Today, even though it has been a difficult day, it was one of the best days of this school year.  Nothing can replace the human connection I had with my students. At first I felt weird, weird to have been so personal and open with them. I felt guilty,  guilty for not have given them my undivided attention. But I also felt loved, loved by my students. I also felt cared for and understood by them (which doesn’t happen very often).  Today, amid of all the sadness and the pain, there was also so much love and kindness. It was a good day.

3 thoughts on “One special day (thanks to my kids)

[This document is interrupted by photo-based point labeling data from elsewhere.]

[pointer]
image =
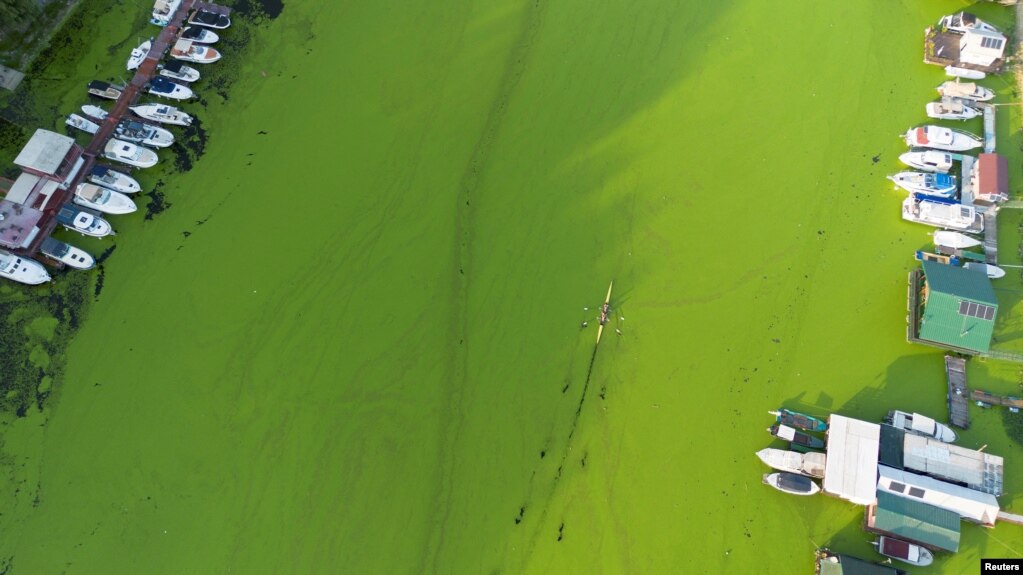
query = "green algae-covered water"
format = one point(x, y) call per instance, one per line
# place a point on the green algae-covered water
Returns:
point(353, 343)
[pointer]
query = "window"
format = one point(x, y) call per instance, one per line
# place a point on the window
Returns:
point(980, 311)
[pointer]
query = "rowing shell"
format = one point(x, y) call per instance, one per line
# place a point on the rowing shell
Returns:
point(604, 312)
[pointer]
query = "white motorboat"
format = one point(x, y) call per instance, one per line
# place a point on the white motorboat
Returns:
point(164, 88)
point(904, 551)
point(210, 19)
point(130, 153)
point(162, 114)
point(926, 182)
point(792, 483)
point(76, 121)
point(114, 180)
point(84, 222)
point(136, 132)
point(920, 425)
point(70, 255)
point(21, 269)
point(811, 463)
point(188, 51)
point(968, 90)
point(201, 35)
point(928, 161)
point(138, 54)
point(992, 271)
point(103, 200)
point(965, 73)
point(949, 216)
point(954, 239)
point(176, 70)
point(951, 108)
point(164, 10)
point(94, 112)
point(938, 137)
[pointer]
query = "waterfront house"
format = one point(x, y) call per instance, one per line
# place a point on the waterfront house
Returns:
point(952, 308)
point(915, 522)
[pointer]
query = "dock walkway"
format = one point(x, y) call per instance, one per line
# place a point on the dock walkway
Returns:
point(959, 406)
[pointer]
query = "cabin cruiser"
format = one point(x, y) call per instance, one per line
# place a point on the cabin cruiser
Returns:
point(163, 114)
point(130, 153)
point(21, 269)
point(102, 200)
point(939, 137)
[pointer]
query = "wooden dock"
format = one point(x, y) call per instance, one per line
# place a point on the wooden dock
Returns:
point(959, 406)
point(164, 41)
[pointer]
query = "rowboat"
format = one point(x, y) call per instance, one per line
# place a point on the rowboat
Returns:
point(605, 312)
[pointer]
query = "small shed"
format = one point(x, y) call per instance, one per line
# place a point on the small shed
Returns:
point(960, 307)
point(851, 471)
point(970, 504)
point(990, 178)
point(914, 521)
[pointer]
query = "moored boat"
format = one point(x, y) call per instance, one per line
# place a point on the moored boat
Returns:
point(21, 269)
point(210, 19)
point(957, 217)
point(939, 137)
point(114, 180)
point(792, 483)
point(164, 88)
point(102, 200)
point(188, 51)
point(920, 425)
point(176, 70)
point(799, 421)
point(83, 221)
point(926, 182)
point(954, 239)
point(811, 465)
point(992, 271)
point(951, 108)
point(201, 35)
point(136, 132)
point(968, 90)
point(76, 121)
point(928, 161)
point(130, 153)
point(163, 114)
point(70, 255)
point(138, 54)
point(965, 73)
point(798, 439)
point(904, 551)
point(103, 90)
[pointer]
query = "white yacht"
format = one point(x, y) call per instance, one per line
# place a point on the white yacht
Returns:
point(21, 269)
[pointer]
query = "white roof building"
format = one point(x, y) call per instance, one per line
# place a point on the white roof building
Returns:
point(851, 471)
point(970, 504)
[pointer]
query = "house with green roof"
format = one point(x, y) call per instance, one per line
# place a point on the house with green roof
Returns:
point(959, 308)
point(914, 521)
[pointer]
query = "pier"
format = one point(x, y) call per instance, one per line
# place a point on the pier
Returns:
point(164, 41)
point(959, 406)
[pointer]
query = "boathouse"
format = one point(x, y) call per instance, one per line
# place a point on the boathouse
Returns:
point(52, 157)
point(959, 308)
point(968, 503)
point(990, 179)
point(851, 471)
point(915, 522)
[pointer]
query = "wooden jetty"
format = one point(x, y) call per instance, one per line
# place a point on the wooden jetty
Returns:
point(959, 406)
point(94, 148)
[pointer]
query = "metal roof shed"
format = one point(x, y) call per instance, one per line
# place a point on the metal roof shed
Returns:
point(976, 470)
point(851, 472)
point(970, 504)
point(45, 151)
point(914, 521)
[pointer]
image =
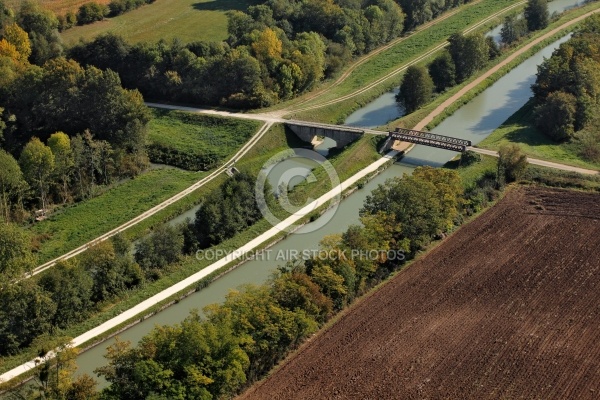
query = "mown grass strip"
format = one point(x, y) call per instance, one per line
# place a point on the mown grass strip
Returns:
point(519, 129)
point(186, 20)
point(276, 140)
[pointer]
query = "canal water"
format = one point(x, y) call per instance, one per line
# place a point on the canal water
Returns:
point(554, 7)
point(474, 122)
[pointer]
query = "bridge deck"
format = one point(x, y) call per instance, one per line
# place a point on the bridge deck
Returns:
point(430, 139)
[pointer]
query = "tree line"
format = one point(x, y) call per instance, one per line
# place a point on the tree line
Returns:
point(232, 345)
point(70, 127)
point(464, 55)
point(216, 354)
point(274, 52)
point(72, 290)
point(567, 91)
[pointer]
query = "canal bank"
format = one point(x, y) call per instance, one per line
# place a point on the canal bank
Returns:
point(258, 271)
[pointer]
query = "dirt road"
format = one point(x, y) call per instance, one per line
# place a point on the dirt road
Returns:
point(507, 307)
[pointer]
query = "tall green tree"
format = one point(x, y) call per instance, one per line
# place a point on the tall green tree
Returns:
point(556, 116)
point(60, 144)
point(161, 248)
point(12, 184)
point(26, 312)
point(536, 14)
point(16, 255)
point(513, 29)
point(512, 162)
point(443, 71)
point(416, 88)
point(423, 205)
point(469, 53)
point(37, 164)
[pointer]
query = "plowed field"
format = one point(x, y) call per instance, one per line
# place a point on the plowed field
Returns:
point(506, 308)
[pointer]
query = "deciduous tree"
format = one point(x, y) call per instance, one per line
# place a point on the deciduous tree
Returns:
point(536, 14)
point(416, 88)
point(512, 162)
point(37, 164)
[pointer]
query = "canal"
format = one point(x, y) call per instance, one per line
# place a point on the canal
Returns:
point(474, 121)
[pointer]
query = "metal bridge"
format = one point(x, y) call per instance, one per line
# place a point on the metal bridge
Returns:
point(430, 139)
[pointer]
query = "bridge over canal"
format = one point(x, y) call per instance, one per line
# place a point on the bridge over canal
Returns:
point(344, 135)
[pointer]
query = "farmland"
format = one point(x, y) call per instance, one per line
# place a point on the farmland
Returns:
point(505, 308)
point(187, 20)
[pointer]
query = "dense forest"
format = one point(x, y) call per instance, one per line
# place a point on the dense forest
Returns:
point(567, 91)
point(229, 346)
point(275, 50)
point(465, 55)
point(86, 98)
point(65, 129)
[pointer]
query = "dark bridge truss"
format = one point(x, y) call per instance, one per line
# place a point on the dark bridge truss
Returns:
point(430, 139)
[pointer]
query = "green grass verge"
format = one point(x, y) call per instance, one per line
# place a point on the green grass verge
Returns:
point(519, 129)
point(412, 119)
point(74, 225)
point(79, 223)
point(195, 141)
point(277, 139)
point(186, 20)
point(399, 54)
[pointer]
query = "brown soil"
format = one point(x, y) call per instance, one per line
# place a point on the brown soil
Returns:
point(508, 307)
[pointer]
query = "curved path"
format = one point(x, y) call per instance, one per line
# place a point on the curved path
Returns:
point(269, 118)
point(165, 294)
point(247, 146)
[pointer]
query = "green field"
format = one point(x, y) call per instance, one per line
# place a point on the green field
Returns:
point(519, 129)
point(198, 134)
point(187, 20)
point(79, 223)
point(394, 57)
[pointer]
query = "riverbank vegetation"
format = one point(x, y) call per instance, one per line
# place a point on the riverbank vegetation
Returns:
point(561, 121)
point(410, 120)
point(237, 343)
point(134, 280)
point(386, 66)
point(195, 142)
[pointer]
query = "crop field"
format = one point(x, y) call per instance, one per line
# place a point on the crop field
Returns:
point(507, 308)
point(187, 20)
point(60, 7)
point(79, 223)
point(197, 135)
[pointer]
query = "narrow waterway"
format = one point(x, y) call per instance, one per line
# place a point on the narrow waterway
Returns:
point(554, 7)
point(473, 121)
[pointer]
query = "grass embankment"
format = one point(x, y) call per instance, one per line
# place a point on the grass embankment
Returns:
point(391, 59)
point(187, 20)
point(60, 7)
point(197, 134)
point(411, 120)
point(193, 141)
point(277, 139)
point(519, 129)
point(79, 223)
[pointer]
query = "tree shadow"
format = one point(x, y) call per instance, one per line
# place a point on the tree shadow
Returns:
point(225, 5)
point(500, 116)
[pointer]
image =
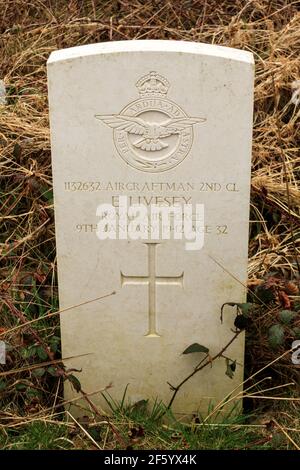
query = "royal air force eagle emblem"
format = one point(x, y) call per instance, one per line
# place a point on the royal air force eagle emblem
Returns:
point(152, 133)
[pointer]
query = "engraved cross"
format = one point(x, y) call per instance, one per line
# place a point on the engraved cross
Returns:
point(152, 280)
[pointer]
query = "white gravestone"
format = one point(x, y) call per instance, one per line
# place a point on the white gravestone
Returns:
point(162, 123)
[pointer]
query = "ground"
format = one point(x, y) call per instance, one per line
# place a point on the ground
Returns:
point(32, 416)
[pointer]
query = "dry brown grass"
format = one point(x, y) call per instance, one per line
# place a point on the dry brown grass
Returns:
point(29, 31)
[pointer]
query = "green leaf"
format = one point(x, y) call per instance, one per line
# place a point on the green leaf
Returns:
point(42, 353)
point(195, 347)
point(47, 194)
point(39, 372)
point(286, 316)
point(230, 368)
point(276, 335)
point(75, 382)
point(2, 385)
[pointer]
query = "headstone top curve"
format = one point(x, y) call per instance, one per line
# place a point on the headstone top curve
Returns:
point(151, 45)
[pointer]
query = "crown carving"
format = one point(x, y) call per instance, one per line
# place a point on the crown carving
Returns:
point(153, 84)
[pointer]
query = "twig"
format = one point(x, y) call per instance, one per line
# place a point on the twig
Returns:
point(200, 367)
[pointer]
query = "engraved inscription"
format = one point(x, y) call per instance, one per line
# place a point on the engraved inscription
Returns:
point(152, 280)
point(152, 134)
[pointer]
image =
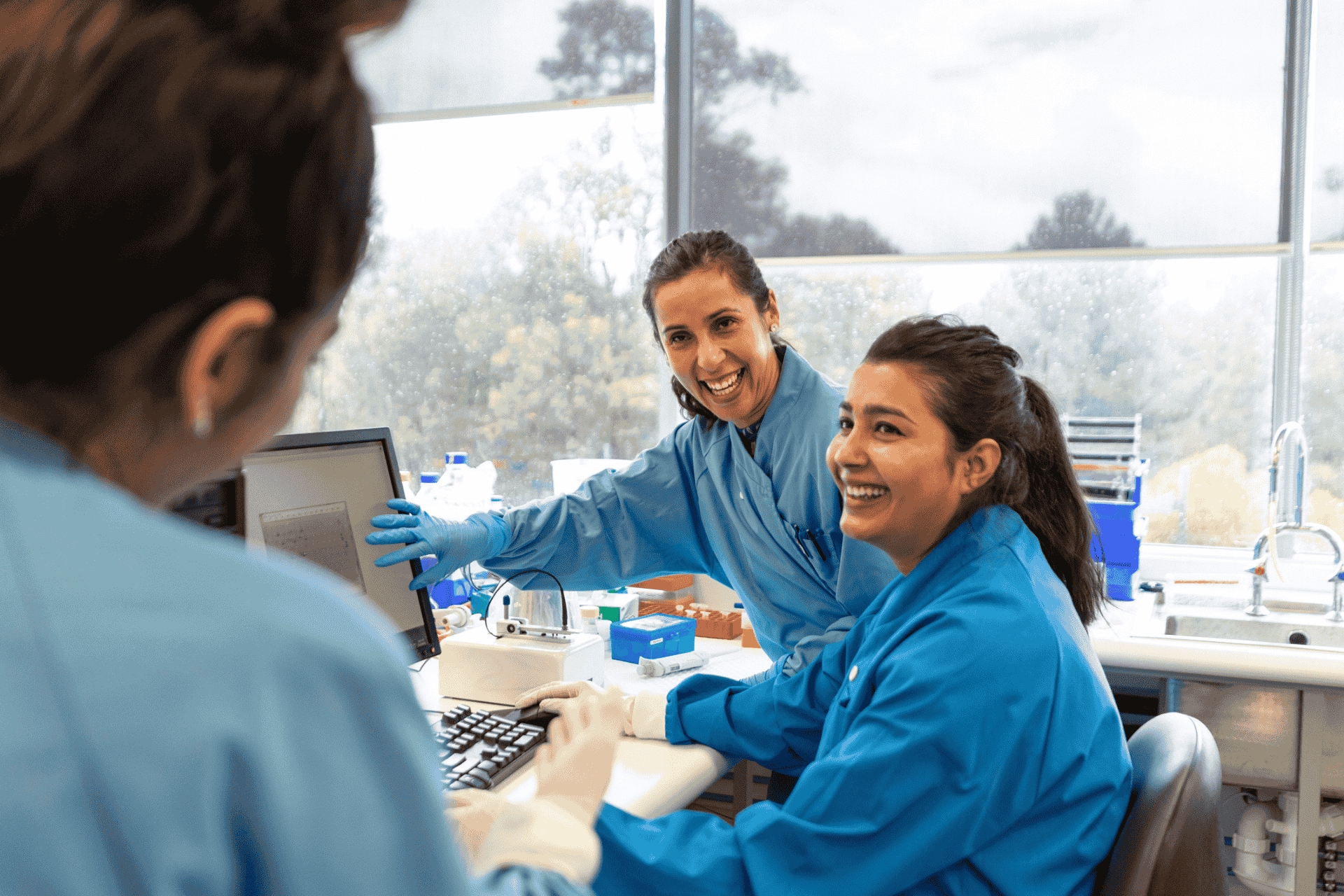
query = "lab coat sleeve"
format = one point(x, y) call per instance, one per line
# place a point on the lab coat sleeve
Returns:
point(617, 528)
point(776, 723)
point(942, 758)
point(343, 794)
point(811, 648)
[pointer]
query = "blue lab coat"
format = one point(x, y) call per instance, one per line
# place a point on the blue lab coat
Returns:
point(766, 527)
point(183, 718)
point(961, 739)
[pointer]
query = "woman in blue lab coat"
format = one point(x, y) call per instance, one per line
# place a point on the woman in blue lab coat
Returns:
point(739, 492)
point(187, 186)
point(961, 739)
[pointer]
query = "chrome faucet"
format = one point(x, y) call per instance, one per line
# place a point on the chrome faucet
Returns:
point(1260, 577)
point(1294, 512)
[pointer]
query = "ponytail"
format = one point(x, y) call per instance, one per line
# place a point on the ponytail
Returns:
point(1056, 511)
point(977, 393)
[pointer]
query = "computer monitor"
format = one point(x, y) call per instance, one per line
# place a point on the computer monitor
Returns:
point(312, 495)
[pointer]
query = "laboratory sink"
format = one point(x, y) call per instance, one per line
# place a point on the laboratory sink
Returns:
point(1256, 726)
point(1261, 630)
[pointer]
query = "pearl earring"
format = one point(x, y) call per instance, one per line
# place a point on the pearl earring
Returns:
point(203, 424)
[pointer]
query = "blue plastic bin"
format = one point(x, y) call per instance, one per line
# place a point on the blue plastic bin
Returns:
point(445, 593)
point(655, 636)
point(1117, 543)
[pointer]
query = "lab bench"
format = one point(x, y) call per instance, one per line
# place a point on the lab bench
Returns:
point(650, 778)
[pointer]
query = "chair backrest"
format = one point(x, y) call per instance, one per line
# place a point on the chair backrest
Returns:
point(1168, 844)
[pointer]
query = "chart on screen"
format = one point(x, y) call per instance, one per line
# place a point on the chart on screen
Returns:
point(320, 533)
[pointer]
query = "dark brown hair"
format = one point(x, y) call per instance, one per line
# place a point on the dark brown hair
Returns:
point(974, 388)
point(164, 159)
point(701, 250)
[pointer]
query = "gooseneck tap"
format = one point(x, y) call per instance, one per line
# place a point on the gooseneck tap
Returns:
point(1260, 577)
point(1294, 512)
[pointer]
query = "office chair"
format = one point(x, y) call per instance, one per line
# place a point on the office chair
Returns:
point(1168, 844)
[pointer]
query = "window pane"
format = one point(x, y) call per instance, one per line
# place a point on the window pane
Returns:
point(448, 54)
point(1327, 99)
point(952, 125)
point(1184, 343)
point(1323, 390)
point(499, 309)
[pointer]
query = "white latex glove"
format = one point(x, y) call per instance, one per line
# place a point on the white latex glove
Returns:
point(574, 764)
point(644, 715)
point(538, 833)
point(473, 813)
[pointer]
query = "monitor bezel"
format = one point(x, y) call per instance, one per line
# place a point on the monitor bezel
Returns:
point(347, 437)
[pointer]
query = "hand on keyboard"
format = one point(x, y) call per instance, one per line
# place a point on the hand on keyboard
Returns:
point(553, 697)
point(479, 750)
point(574, 767)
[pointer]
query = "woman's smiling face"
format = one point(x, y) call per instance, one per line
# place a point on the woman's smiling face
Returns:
point(720, 344)
point(895, 463)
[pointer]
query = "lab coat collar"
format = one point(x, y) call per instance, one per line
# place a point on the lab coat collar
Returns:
point(980, 533)
point(796, 379)
point(29, 447)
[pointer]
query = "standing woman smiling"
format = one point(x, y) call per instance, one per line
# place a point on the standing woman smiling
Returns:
point(962, 738)
point(739, 492)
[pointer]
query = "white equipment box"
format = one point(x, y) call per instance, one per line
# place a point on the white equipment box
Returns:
point(476, 665)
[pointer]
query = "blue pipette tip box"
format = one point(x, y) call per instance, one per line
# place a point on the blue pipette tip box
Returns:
point(655, 636)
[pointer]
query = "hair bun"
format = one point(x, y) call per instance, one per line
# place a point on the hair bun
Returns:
point(292, 26)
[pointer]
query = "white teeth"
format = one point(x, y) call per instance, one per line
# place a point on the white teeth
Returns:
point(726, 383)
point(864, 491)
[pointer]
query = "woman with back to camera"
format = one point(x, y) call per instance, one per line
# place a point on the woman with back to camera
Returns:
point(739, 492)
point(188, 184)
point(961, 739)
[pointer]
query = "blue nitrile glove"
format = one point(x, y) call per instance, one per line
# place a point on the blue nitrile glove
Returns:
point(479, 538)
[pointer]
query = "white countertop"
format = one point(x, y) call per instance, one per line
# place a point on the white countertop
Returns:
point(651, 778)
point(1126, 640)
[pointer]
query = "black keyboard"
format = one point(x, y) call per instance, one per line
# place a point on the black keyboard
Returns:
point(483, 748)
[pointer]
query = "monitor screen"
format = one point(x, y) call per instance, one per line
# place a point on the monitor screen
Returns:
point(312, 495)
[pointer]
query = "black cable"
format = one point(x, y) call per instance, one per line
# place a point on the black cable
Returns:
point(565, 609)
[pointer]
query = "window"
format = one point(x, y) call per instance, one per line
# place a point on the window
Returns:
point(498, 309)
point(1187, 343)
point(1104, 184)
point(951, 125)
point(472, 57)
point(1323, 390)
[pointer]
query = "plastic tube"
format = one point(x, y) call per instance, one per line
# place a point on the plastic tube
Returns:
point(667, 665)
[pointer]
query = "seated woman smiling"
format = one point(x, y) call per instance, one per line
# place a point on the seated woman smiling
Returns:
point(961, 739)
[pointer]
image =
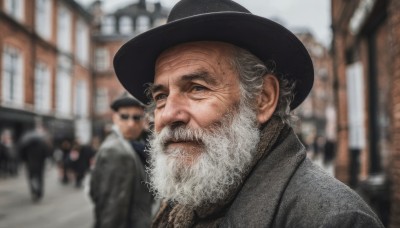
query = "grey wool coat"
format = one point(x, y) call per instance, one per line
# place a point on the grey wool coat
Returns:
point(287, 190)
point(117, 186)
point(283, 189)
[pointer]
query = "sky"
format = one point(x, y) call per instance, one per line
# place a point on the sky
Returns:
point(313, 15)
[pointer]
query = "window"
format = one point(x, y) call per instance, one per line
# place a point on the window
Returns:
point(107, 25)
point(63, 87)
point(102, 59)
point(102, 100)
point(42, 88)
point(15, 8)
point(82, 42)
point(142, 24)
point(125, 25)
point(81, 99)
point(64, 29)
point(43, 20)
point(13, 78)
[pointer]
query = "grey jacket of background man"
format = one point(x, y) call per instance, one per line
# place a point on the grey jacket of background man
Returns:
point(118, 186)
point(287, 190)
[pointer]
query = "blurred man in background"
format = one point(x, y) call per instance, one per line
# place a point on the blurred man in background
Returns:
point(117, 185)
point(34, 148)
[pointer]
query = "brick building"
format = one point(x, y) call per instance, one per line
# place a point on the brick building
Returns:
point(318, 118)
point(45, 71)
point(111, 31)
point(365, 47)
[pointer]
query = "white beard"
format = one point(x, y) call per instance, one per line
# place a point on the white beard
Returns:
point(227, 149)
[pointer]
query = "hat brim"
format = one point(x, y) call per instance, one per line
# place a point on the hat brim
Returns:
point(134, 63)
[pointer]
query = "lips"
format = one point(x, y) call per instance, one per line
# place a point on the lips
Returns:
point(191, 143)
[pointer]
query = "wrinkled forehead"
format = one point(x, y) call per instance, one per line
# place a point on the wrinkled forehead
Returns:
point(187, 52)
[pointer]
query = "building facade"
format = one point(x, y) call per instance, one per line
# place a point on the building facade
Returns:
point(111, 31)
point(317, 113)
point(365, 47)
point(45, 68)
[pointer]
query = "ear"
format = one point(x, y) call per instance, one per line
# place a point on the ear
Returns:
point(115, 117)
point(268, 99)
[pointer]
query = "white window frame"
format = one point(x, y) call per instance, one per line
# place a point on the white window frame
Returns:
point(15, 8)
point(82, 42)
point(125, 25)
point(102, 100)
point(102, 59)
point(43, 18)
point(108, 25)
point(81, 99)
point(64, 26)
point(13, 91)
point(142, 23)
point(64, 87)
point(42, 88)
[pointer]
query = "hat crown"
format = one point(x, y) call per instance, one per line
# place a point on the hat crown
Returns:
point(188, 8)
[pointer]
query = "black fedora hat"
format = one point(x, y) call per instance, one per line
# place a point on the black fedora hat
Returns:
point(215, 20)
point(126, 100)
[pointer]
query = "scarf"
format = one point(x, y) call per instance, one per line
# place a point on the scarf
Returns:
point(173, 215)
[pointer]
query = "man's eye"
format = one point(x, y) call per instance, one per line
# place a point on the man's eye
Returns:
point(198, 88)
point(159, 97)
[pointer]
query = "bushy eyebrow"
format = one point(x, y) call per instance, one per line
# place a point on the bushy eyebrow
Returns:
point(198, 75)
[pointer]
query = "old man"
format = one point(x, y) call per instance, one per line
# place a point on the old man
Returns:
point(222, 83)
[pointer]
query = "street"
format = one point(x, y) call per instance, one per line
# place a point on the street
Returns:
point(62, 205)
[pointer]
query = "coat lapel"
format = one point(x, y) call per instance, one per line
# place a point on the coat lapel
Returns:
point(266, 185)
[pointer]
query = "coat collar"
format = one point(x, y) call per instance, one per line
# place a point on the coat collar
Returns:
point(266, 185)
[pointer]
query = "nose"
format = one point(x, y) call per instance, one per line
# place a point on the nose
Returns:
point(174, 112)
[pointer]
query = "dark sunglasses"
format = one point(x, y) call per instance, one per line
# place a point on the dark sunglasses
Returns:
point(135, 118)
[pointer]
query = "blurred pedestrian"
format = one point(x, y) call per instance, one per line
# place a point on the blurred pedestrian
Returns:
point(9, 158)
point(34, 148)
point(117, 185)
point(81, 156)
point(65, 148)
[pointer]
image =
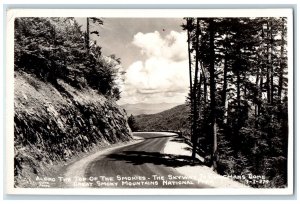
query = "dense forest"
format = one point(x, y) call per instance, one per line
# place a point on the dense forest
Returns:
point(238, 95)
point(65, 93)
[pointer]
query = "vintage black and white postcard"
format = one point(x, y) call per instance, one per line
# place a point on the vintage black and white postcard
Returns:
point(138, 102)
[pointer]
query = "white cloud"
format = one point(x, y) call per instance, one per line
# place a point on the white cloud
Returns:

  1. I cried reading this. You are very strong for showing that to your kids. They can surprise us with their empathy sometimes. Give yourself permission to do what you need to do and go home to your family. That is where you need to be. Please reach out if you need anything at all.

    Liked by 1 person

  2. This is so beautiful. These are the moments that make us love teaching. Your decision on having to go home, although difficult, was necessary. As teachers, I think we train ourselves to want August-May to go smoothly, no interruptions, no unexpected events. Interruptions can come in the winter, spring or summer breaks. The reason, as you mentioned above, is that any unexpected event causes chaos in our little classroom world, and as teachers who place so much priority and importance on these little ones, we don’t want to disrupt their world. However, life is exactly that: learning to deal with the unexpected. Learning to persevere and move forward. So remember, no matter what lesson plans you are working on for while you are gone, you are already teaching them the most valuable lesson of all: family comes first.